La France n’existe pas. Ou plutôt, si, mais elle était un morceau d’Europe en continuum, entre péninsule ibérique et monde celto-germanique, coupée plus ou moins arbitrairement. La France méridionale, entendue comme celle au sud de la Loire, héritée du diocèse de Vienne, était un monde qui avait mieux maintenu l’apport des fermiers du Néolithique, sur un temps long, sans que l’on puisse dire en l’état si l’orientation plus septentrionale (lire : qui tend vers l’Allemagne et les îles britanniques) de la France du Nord est un phénomène fruit des migrations "barbares" après la chute de Rome, ou bien si cette orientation était déjà là clairement dès l’âge du Fer, donc avant Rome.
Enfin, en vérité, on sait que cette orientation existait : il suffit de rajouter sur le PCA les échantillons à disposition de la Gaule de l’âge du Fer (French_IA).
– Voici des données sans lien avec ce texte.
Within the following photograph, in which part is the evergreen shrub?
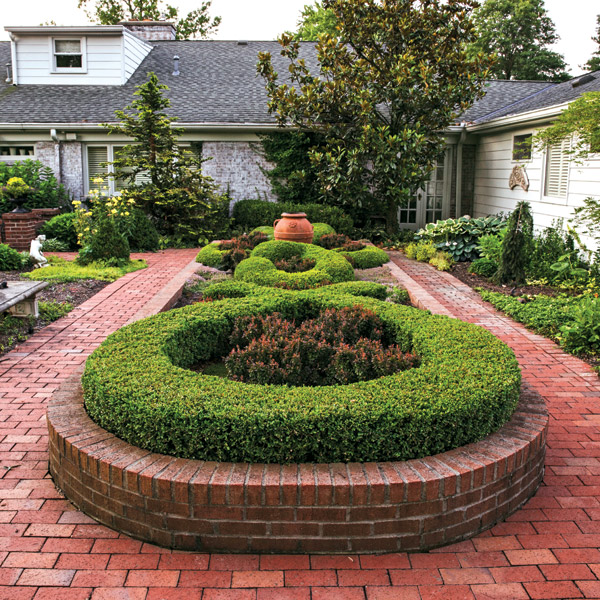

Déjà, les Gaulois de la Normandie étaient similaires aux populations britanniques actuelles et celles de la région administrative actuelle similaires aux populations actuelles de la "France jaune" (notez que les populations de la fin de l’âge du Bronze dans la région Grand Est, donc avant l’âge du Fer, étaient similaires aux populations basques actuelles : c’était avant l’afflux des populations indo-européennes dans la vallée du Rhin).

En revanche, on constate un décalage constant vers la droite par rapport aux populations de l’âge du Fer, qui est l’apport de la romanisation des populations gauloises, particulièrement marqué dans la France de l’arc méditerranéen mais aussi dans l’axe rhodanien.
En somme, la génétique n’apporte rien que nous ne sachions déjà : la France a connu plusieurs vagues migratoires qui ont déterminé, selon les creusets localement, des espaces plus ou moins bien définis. Dans cette optique, la magna divisio (initiale, sur la Loire) entre le monde d’oc ancien et le monde d’oïl semble être en jachère, également, dans les dynamiques de peuplement, et donc des parentés, qui préexistent à l’Empire romain et sont renforcées par Rome. Une orientation ancienne, fruit probable de la géographie.